Gateway Load Balancer (for NVAs)
A specialized option is the Gateway Load Balancer. It enables transparent, high-throughput integration with third-party network virtual appliances (NVAs), such as firewalls, IDS/IPS, and other security devices. Learn more: https://learn.microsoft.com/en-us/azure/load-balancer/gateway-load-balancer-overview
- Unfiltered internet traffic is directed to the Gateway Load Balancer frontend IP.
- Traffic is encapsulated and forwarded to NVAs for inspection and filtering.
- NVAs apply policies, then forward filtered traffic to the application backend.
- Supports chaining of multiple NVAs for complex inspection pipelines.
- Frontend IP — receives incoming traffic.
- Load-balancing rules — determine distribution of packets to backends.
- Backend pools — typically composed of NVAs for Gateway LB deployments.
- Tunnel interfaces — provide connectivity and encapsulation to NVAs.
- Chaining — route traffic sequentially through multiple NVAs for layered inspection.
Load Balancer SKUs: Basic vs Standard
Azure Load Balancer is available in two SKUs: Basic and Standard. Choose the SKU that aligns with your scale, resiliency, and security requirements.
Additional considerations:
- Standard SKU is recommended for production workloads requiring high availability, zone redundancy, and stricter security controls.
- Basic SKU may be acceptable for small, non-critical environments where its limitations are understood and tolerated.
Choosing the right combination
Decide based on these criteria:- Exposure: Public vs Internal load balancer depending on whether the service must be accessible from the Internet.
- Security needs: Use Standard SKU and NSGs for stricter default posture; consider Gateway LB if you require NVAs for deep packet inspection.

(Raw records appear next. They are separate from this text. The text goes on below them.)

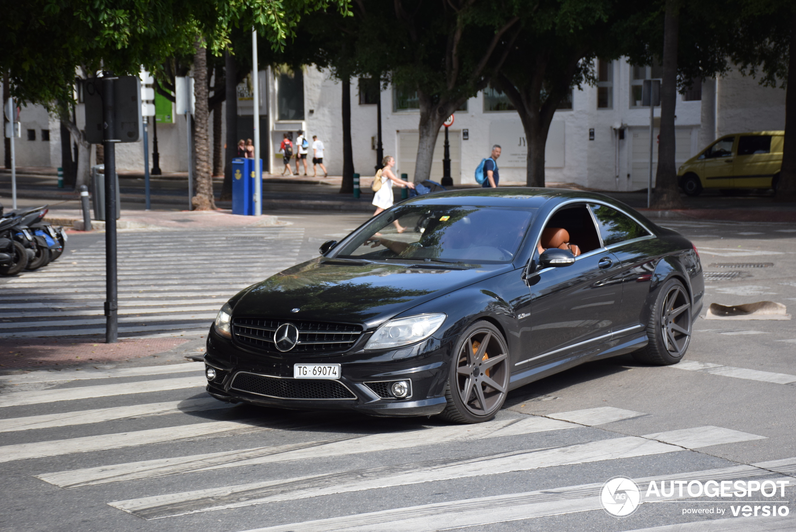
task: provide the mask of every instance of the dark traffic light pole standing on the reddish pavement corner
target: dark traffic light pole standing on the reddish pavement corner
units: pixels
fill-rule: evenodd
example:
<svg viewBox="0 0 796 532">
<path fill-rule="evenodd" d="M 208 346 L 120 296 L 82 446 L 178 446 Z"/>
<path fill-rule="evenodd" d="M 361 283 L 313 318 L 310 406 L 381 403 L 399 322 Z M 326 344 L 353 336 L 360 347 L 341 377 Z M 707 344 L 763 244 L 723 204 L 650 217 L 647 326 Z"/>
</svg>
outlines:
<svg viewBox="0 0 796 532">
<path fill-rule="evenodd" d="M 115 76 L 103 77 L 103 146 L 105 151 L 105 342 L 119 340 L 119 293 L 116 270 Z"/>
</svg>

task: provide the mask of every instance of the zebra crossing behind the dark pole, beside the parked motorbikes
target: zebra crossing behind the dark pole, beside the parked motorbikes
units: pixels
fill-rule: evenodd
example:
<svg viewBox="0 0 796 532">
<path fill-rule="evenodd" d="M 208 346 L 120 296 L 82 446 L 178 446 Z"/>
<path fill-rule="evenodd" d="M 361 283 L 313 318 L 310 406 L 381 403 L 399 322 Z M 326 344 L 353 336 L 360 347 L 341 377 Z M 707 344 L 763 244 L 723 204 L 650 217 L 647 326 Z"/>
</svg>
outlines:
<svg viewBox="0 0 796 532">
<path fill-rule="evenodd" d="M 303 240 L 294 226 L 119 231 L 119 336 L 206 332 L 229 297 L 299 262 Z M 0 336 L 105 331 L 104 240 L 0 283 Z"/>
</svg>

- Scale and availability: For large-scale or SLA-bound services, prefer Standard SKU with zone redundancy.
- Global vs regional routing: If you need global load balancing, evaluate Azure Front Door or Traffic Manager alongside regional load balancers.
- Azure Load Balancer overview: https://learn.microsoft.com/en-us/azure/load-balancer/load-balancer-overview
- Gateway Load Balancer: https://learn.microsoft.com/en-us/azure/load-balancer/gateway-load-balancer-overview
- Network Security Groups (NSGs): https://learn.microsoft.com/en-us/azure/virtual-network/network-security-groups-overview
- Azure Front Door: https://learn.microsoft.com/en-us/azure/frontdoor/front-door-overview
- Traffic Manager: https://learn.microsoft.com/en-us/azure/traffic-manager/traffic-manager-overview
For production workloads that require high availability, zone redundancy, and stricter security controls, prefer the Standard SKU. Use Basic only for simple, non-critical scenarios where its limits are acceptable.